0

Hello Stackoverflow Community,

I am reaching out to you all for ideas on how to handle bigrams of the same word in a different sequence in topics modeling in python.

I have a topic model where two bigrams which mean the same are treated as different features because they are in different order. I need a way to have to treat those two bigrams as synonyms.

Ideas and suggestions are welcome.

Ex. ‘lease extension’ and ‘extension lease’ I want to treat them as the same word in a word matrix

Any type of suggestions and ideas are most welcome.

Thank you in advance, Nikhar

1 Answers1

1

Before you treat these bigrams as interchangeable, you have to make sure that they actually are.
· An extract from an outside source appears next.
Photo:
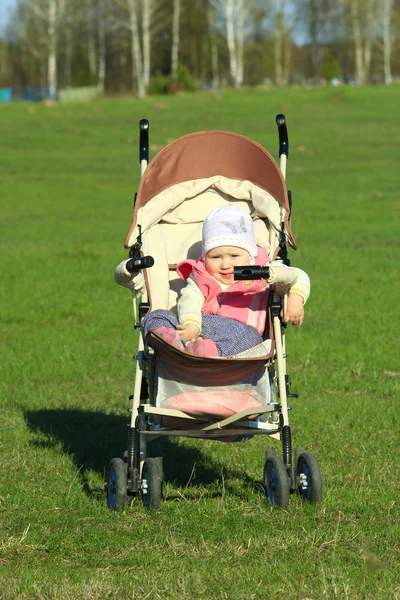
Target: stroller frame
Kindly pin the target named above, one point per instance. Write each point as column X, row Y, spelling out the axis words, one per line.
column 141, row 473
If they are not, it will reduce the quality of your analysis. 'foot_doctor' and 'doctor_foot' may not refer to the same thing - especially if you took other preprocessing steps, such as stemming or lemmatizing, i.e. turning 'the doctor's foot' into 'doctor foot'.

Assuming the meaning of these bigrams is interchangeable: Treat them as interchangeable - you can just rewrite one to be the other. Python offers a lot of built-in string functions. In your example, using replace(), we can replace one bigram with another.

oldfakedoc = 'my landlord gave me a lease extension'
newfakedoc = oldfakedoc.replace('lease extension', 'extension lease')
print (newfakedoc)

gives my landlord gave me a extension lease. Loop over all bigrams you want to replace, and then run your model.

You can use this approach also if you do not want to stem or lemmatize all of your documents, but have topics that load very heavily on words that are strongly related, such as "jump" and "jumping". Also, make sure you do not overwrite your raw data, so you can go back and reconstruct where these replacements were made, if you need to.

jhl
  • 671
  • 6
  • 23